How about. No. Would you like to sit down and do a budget with me, or shall I just take care of it?


----------



## BigToe (Jun 2, 2011)

sammy6150 said:


> you know i even thought if i did rob t a bank i wish to be caught b/cause 20 yrs away is better that 20 of this crap...


:lol:


----------



## F-102 (Sep 15, 2010)

magnoliagal said:


> Someone already told you the solution. You need a new wife.
> 
> Are you incapable of saying the word "no"? It's your money.


Go ahead and say "It's MY money". Ummm...can you run faster than her? Can you sleep on a friends couch?

But seriously, you need to show her how serious this is. Then ask her if she wants to budget wisely now... or pay thousands in divorce costs?


----------



## mamawest (Jul 10, 2011)

I know alot of woman like that.
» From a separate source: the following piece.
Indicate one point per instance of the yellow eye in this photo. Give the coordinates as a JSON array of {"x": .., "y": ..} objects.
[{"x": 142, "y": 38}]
If your marriage is to the point that you feel like a bank than you need to tell her "THE BANK IS NOW CLOSED!!!" Cause trust if you lost you job today, she would start packing and on the search for a new bank within the hour.


----------



## F-102 (Sep 15, 2010)

Say, with mamawest's post in mind, tell her that the company is going to start cutting down, and your job is one of the ones on the chopping block. See how she reacts. Then a week or two later, say that they decided not to get rid of you. She'll either stick with you and try to make things work, or she'll be gone like a cat who finds out the people next door will feed it more.


----------



## marcy* (Feb 27, 2010)

Is very frustrated to live with an irresponsible person like your wife.
Seat down with her and let her know how much money you need till the end of the month. Make a list, if there are money left she can have some. If she is not happy with her share tell her to find a job.


----------